Optimized silicate nanozymes with atomically incorporated iron and manganese for intratumoral coordination-enhanced once-for-all catalytic therapy.

Although plant-derived cancer therapeutic products possess great promise in clinical translations, they still suffer from quick degradation and low targeting rates. Herein, based on the oxygen vacancy (OV)-immobilization strategy, an OV-enriched biodegradable silicate nanoplatform with atomically dispersed Fe/Mn active species and polyethylene glycol modification was innovated for loading gallic acid (GA) (noted as FMMPG) for intratumoral coordination-enhanced multicatalytic cancer therapy. The OV-enriched FMMPG nanozymes with a narrow band gap (1.74 eV) can be excited by a 650 nm laser to generate reactive oxygen species. Benefiting from the Mn-O bond in response to the tumor microenvironment (TME), the silicate skeleton in FMMPG collapses and completely degrades after 24 h. The degraded metal M (M = Fe, Mn) ions and released GA can in situ produce a stable M-GA nanocomplex at tumor sites.

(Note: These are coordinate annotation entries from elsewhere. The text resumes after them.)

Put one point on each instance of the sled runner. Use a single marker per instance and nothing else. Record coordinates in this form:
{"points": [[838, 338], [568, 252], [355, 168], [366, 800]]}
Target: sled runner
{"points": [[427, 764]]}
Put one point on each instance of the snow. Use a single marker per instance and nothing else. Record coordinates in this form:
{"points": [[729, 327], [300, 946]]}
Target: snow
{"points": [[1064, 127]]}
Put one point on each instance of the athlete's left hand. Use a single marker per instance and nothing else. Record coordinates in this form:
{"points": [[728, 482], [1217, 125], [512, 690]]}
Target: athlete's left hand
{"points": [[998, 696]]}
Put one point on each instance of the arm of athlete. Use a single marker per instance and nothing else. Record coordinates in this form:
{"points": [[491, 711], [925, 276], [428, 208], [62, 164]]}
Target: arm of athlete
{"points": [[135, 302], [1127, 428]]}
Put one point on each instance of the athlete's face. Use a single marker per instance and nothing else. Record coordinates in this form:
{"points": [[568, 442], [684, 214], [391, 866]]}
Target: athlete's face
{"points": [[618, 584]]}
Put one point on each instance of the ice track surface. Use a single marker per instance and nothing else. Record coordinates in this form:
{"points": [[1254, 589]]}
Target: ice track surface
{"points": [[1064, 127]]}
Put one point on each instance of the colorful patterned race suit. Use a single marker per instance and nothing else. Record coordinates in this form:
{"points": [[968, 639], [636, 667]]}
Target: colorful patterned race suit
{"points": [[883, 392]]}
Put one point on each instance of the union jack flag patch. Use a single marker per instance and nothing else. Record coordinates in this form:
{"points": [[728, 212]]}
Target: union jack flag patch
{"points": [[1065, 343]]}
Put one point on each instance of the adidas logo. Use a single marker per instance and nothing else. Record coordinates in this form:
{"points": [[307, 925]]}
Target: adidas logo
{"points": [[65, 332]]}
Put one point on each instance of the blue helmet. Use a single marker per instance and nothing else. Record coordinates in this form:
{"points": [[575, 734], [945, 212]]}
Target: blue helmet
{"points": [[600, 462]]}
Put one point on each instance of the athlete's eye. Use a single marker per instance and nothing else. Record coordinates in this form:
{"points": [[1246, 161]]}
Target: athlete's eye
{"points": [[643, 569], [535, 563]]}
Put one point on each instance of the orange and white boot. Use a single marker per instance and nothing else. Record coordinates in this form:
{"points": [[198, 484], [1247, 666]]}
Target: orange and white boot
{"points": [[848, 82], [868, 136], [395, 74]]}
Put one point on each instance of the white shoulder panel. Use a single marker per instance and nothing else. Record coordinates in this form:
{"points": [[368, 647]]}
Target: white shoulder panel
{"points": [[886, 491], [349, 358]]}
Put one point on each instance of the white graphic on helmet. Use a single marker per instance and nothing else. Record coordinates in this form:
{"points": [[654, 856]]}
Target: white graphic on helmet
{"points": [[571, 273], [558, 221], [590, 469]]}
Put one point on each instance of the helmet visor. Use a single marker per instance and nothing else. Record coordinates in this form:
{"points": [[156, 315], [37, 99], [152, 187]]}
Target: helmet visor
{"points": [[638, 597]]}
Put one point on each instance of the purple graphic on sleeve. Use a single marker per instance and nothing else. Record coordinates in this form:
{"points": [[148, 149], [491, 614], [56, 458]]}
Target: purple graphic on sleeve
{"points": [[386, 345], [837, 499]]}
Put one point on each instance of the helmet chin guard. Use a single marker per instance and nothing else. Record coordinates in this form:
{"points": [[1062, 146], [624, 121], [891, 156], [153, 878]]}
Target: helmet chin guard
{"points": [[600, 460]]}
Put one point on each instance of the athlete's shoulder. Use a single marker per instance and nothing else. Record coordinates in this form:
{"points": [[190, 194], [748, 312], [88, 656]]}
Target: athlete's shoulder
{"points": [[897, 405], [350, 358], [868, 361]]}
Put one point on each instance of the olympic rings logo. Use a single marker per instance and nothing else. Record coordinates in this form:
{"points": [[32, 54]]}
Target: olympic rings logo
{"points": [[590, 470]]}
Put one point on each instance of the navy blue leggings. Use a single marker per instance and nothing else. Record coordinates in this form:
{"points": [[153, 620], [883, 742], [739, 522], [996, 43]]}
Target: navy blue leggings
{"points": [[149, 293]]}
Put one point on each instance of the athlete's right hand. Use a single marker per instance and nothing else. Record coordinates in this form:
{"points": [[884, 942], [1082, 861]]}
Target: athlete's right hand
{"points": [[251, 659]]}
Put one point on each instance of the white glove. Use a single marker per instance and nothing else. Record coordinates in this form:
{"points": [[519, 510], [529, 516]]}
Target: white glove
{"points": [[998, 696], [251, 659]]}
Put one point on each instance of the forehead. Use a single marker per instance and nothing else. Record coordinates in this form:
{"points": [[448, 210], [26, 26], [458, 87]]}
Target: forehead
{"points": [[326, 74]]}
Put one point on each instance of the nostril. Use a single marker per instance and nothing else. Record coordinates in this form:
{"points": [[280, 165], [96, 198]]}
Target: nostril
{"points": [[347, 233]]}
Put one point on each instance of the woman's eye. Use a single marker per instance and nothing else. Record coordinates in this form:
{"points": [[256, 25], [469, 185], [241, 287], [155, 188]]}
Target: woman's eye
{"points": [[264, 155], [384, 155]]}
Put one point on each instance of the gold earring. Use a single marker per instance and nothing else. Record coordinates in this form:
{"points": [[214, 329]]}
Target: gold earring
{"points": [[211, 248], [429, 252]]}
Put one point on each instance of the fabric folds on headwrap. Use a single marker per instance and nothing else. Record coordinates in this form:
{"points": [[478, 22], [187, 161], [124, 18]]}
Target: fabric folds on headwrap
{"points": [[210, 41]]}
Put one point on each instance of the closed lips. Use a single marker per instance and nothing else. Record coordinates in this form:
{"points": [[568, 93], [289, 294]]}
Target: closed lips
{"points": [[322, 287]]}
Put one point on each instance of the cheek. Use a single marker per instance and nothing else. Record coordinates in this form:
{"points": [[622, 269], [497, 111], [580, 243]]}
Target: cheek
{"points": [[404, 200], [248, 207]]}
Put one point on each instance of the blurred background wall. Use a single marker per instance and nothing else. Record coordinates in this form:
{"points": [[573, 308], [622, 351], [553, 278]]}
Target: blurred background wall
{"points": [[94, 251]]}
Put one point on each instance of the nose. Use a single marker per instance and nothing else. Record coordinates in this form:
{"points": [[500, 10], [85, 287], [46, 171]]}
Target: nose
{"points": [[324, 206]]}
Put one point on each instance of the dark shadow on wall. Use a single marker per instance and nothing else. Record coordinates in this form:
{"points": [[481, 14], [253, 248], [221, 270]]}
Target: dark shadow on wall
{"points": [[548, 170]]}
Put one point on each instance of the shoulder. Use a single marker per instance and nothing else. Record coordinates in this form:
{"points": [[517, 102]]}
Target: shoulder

Importantly, the formed M-GA with strong reductive ability can transform H 2 O 2 into the fatal hydroxyl radical, causing serious oxidative damage to the tumor. The released Fe 3+ and Mn 2+ can serve as enhanced contrast agents for magnetic resonance imaging, which can track the chemodynamic and photodynamic therapy processes. The work offers a reasonable strategy for a TME-responsive degradation and intratumoral coordination-enhanced multicatalytic therapy founded on bimetallic silicate nanozymes to achieve desirable tumor theranostic outcomes.